Swissquote to launch crypto custody in late March, allowing customers to transfer crypto from external wallets to the bank’s accounts and vice versa.
Swiss banking group Swissquote has revealed its plans to launch crypto custody services in late March, according to the company’s 2018 business results report, published on March 8.
According to the report, the company has been trading five major cryptocurrencies since 2017 and is now introducing a crypto custody service.
The new feature is set to launch on March 21. According to the report, customers will be able to transfer crypto from external wallet to their account at Swissquote and vice versa. As the document the states, the move will let the company “become a secure and technologically fully integrated cryptocurrency trading platform and depositary for private and institutional clients alike.”
The solution will be based on services provided by fintech company Crypto Storage AG.
Crypto Storage AG is a Swiss startup that provides infrastructure to manage private keys.
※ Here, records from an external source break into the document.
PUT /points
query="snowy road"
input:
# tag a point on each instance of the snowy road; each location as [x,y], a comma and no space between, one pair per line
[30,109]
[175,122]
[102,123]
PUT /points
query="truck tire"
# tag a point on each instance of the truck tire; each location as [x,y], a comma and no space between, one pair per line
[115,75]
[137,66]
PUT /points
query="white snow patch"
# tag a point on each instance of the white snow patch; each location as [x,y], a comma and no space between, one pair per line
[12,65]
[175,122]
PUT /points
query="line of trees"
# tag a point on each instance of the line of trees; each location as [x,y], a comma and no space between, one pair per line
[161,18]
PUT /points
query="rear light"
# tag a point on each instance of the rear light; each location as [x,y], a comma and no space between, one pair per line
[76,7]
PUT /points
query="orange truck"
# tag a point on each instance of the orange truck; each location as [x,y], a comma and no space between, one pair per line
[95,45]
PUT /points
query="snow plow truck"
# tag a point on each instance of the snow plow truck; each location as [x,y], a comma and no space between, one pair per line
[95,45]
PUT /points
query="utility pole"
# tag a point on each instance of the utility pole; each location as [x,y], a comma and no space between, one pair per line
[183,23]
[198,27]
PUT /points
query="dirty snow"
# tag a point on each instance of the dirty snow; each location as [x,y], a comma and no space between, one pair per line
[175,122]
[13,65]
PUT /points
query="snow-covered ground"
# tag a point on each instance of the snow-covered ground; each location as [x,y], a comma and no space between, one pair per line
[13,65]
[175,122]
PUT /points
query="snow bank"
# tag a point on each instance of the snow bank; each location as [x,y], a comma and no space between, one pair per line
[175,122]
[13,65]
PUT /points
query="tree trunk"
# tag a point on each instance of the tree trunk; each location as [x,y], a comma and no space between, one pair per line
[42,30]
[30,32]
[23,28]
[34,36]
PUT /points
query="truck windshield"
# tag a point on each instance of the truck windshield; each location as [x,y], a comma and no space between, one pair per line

According to firm’s website, it develops hardware security modules and provides services to financial intermediaries worldwide.
As Cointelegraph previously reported, Swissquote started accepting Bitcoin (BTC) in mid-2017, following a similar decision by Swiss Falcon Private Bank.
Later that year the company added four other major currencies — Ripple (XRP), Ethereum (ETH), Litecoin (LTC) and Bitcoin Cash (BCH). In several months, Swissquote reported a 44 percent surge in profits for the first half of 2018, attributing the uplift to the “crypto boom.”
This January, Falcon Private Bank has introduced support for direct transfers and storage of four major cryptocurrencies — Bitcoin, Bitcoin Cash, Ethereum, and Litecoin — in an attempt to make blockchain assets “fully bankable.”
Also in January, the country’s major private investment bank Vontobel has launched a crypto custody solution targeting banks and asset managers.
Switzerland has been one of the pioneers of crypto adoption on a state level. Recently, the country’s financial regulator, the Financial Market Supervisory Authority, published guidelines for businesses applying for a fintech license.